After finishing his medical degree at the University of Auckland, he continued post-graduate training in New Zealand as well as Australia’s Northern Territory, Perth and Melbourne. He has completed fellowship training in both intensive care medicine and emergency medicine, as well as post-graduate training in biochemistry, clinical toxicology, clinical epidemiology, and health professional education.

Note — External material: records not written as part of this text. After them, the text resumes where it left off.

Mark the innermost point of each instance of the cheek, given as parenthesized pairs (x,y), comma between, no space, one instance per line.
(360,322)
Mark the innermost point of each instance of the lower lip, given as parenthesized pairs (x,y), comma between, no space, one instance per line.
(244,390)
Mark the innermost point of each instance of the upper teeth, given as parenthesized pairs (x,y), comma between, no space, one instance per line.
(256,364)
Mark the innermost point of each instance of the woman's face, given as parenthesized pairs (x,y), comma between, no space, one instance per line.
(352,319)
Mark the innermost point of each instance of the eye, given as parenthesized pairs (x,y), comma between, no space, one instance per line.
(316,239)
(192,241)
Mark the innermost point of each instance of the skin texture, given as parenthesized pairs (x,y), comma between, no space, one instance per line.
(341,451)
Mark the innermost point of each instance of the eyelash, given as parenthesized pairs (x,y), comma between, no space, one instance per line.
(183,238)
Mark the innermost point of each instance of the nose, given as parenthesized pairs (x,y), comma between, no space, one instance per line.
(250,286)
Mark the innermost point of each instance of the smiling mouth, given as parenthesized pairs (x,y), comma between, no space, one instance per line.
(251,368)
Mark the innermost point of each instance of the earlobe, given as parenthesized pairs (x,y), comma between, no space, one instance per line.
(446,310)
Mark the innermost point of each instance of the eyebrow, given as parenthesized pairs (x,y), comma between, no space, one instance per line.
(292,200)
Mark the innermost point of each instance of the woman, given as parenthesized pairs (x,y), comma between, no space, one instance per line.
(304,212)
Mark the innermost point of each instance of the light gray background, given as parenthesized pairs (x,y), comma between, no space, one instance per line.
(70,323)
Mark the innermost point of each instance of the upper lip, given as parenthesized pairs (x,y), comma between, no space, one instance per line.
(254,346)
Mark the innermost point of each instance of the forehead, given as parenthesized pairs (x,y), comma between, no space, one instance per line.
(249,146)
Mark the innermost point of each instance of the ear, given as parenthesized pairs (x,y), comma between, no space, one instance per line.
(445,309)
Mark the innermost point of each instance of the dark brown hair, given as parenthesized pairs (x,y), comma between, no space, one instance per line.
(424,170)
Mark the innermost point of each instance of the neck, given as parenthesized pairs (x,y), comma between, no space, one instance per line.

He is actively involved in in using translational simulation to improve patient care and the design of processes and systems at Alfred Health. He coordinates the Alfred ICU’s education and simulation programmes and runs the unit’s education website, INTENSIVE. He created the ‘Critically Ill Airway’ course and teaches on numerous courses around the world. He is one of the founders of the FOAM movement (Free Open-Access Medical education) and is co-creator of LITFL.com, the RAGE podcast, the Resuscitology course, and the SMACC conference.
His one great achievement is being the father of two amazing children.